厂房生产线是全自动的,时而一两个穿着统一制服的工人走过,见了宁珩都毕恭毕敬打着招呼。姜百万左看看,右看看,很是新奇,“这是生产什么?看样子是那个非常贵的仲景丸?”

“有眼力。既然是参观,就应该到核心产品生产线看看。”宁珩双手插在裤子口袋里,走在姜百万前面。

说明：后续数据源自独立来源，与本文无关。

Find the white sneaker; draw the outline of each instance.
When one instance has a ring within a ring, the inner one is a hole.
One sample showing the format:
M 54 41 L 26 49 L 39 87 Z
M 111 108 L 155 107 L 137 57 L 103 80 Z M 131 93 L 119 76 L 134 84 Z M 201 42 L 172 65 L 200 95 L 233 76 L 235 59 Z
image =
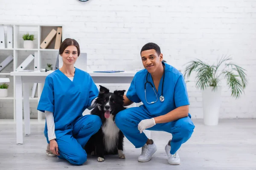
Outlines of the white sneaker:
M 173 155 L 172 155 L 170 153 L 171 146 L 169 145 L 169 144 L 170 144 L 171 140 L 169 141 L 165 148 L 166 152 L 167 154 L 167 156 L 168 156 L 168 163 L 172 165 L 178 165 L 180 163 L 180 160 L 177 152 L 175 152 Z
M 149 161 L 153 154 L 156 152 L 157 150 L 157 145 L 154 144 L 153 140 L 152 144 L 145 144 L 142 147 L 141 150 L 141 154 L 138 157 L 138 161 L 141 162 L 145 162 Z
M 54 154 L 50 150 L 50 144 L 47 144 L 46 150 L 46 152 L 45 153 L 47 156 L 51 157 L 57 156 L 57 155 Z

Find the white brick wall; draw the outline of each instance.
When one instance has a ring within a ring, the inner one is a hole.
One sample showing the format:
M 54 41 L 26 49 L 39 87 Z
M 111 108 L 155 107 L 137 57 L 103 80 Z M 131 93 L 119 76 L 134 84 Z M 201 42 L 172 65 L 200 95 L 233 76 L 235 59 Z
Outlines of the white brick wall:
M 249 85 L 237 100 L 224 86 L 220 116 L 256 118 L 256 0 L 26 2 L 0 0 L 0 23 L 64 24 L 64 37 L 76 39 L 87 53 L 89 70 L 141 68 L 140 51 L 149 42 L 158 44 L 164 59 L 180 70 L 196 58 L 213 62 L 231 55 L 247 70 Z M 187 85 L 190 112 L 201 118 L 200 91 L 193 82 Z M 128 87 L 111 86 L 117 88 Z M 0 116 L 12 113 L 9 102 L 0 102 Z M 32 114 L 36 105 L 32 105 Z

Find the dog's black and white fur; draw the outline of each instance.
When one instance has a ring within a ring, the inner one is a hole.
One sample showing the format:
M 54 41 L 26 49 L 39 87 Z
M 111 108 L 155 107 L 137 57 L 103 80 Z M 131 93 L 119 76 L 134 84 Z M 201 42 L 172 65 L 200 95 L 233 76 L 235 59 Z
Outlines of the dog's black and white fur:
M 107 88 L 100 85 L 99 93 L 95 101 L 96 107 L 91 114 L 99 116 L 102 125 L 99 130 L 90 139 L 85 147 L 87 154 L 97 155 L 98 161 L 105 160 L 105 155 L 118 154 L 124 159 L 123 133 L 115 123 L 116 115 L 125 109 L 123 106 L 125 90 L 109 92 Z

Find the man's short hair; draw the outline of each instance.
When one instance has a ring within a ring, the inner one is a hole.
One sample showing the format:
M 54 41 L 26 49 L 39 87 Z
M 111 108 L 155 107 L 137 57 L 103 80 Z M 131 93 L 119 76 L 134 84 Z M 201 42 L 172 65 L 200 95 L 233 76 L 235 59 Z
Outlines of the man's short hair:
M 141 52 L 143 51 L 151 50 L 152 49 L 156 51 L 158 56 L 161 54 L 160 47 L 159 47 L 157 44 L 154 42 L 148 42 L 142 47 L 141 50 L 140 50 L 140 55 L 141 55 Z

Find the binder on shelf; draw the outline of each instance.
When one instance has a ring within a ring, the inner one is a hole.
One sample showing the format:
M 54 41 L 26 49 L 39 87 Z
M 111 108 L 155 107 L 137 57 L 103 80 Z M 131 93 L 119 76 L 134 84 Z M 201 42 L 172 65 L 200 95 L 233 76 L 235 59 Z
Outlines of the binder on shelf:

“不是还有一个抗癌的药么?新闻说御通制药花了几亿把专利拍下来的。”

 “外头传说我们的抗癌新药将在今年上市,预计销量会打破仲景丸的纪录。但任何一种新药都要经过一段时间的实验,才能最终用于临床。即使是仲景丸,也不是拿到配方就马上能制作的,御通在仲景丸上花费了巨大的人力物力,研发三年,试验五年,推广两年——前后花了十年,才得以占领市场,得到认可。”

“你们宁家不是有古书配方吗?为什么研发了三年?”

“这就是我邀你加入御通制药的原因。”宁珩带她往实验大楼走去,“宁家的古书残页记载不全,可以说,现在的仲景丸还没有达到最优疗效。既然是古书,不见得是孤本,一些历史文献和古墓中说不定有一些线索。”

“没达到最优疗效,你们倒是降点价啊。”姜百万说出了咱们老百姓的心声。

宁珩老狐狸笑得唯利是图,“很遗憾地告诉你,我们找最全配方的最终目的,就是为了提价。”

“早知道我刚才就顺两盒回家。”

“也好,你送我两盒快递,我还你两盒仲景丸,礼尚往来。”宁珩慷慨道,“另外,这里的药你随便吃,自助。”

“我又没病,干嘛来你这里自助吃药…”姜百万理亏,声音小了下去。

宁珩笑笑,旁边有人送来一杯热腾腾的饮料,他接过,又递给她。她一尝,甜的,就是味道十分熟悉,好像是…“板蓝根冲剂?”

“好喝吗?”

姜百万翻了个白眼,他还真给她喝药啊。“挺好喝的。”

宁珩思忖了一下,低声对送冲剂来的那个员工说:“送一箱到我车上。”想到她来时冻得通红的鼻尖和接过围巾时依旧冰冷的手,宁珩看着她把冲剂喝完,方才带着她继续走。

无菌实验室除技术人员外,其他人是不允许进入的。宁珩和姜百万穿上隔离衣和鞋套,仅在缓冲室里隔着玻璃墙,看着里面的实验员忙忙碌碌。在姜百万眼里,这一套套先进的仪器设备都是一张张钞票,与其说他带她“随便”参观了一下他的主场,还不如带她见识了一番御通集团雄厚的经济实力。

怪不得有些人说,进了御通,就跟捧上金饭碗似的。

“你考虑一下,试用期快结束之前,给我答案。”宁珩一边脱隔离衣,一边说。

“嗯。”姜百万乖顺地点头,挂好隔离衣就要出去,忽然,一只手臂拦住了她。她一愣,不由得转头,宁珩贴着她很近,凝视着她的脸。鼻间窜入他身上熟悉的沉香乌木气息,姜百万哪里见过这阵势,双颊火速升温,别开头去。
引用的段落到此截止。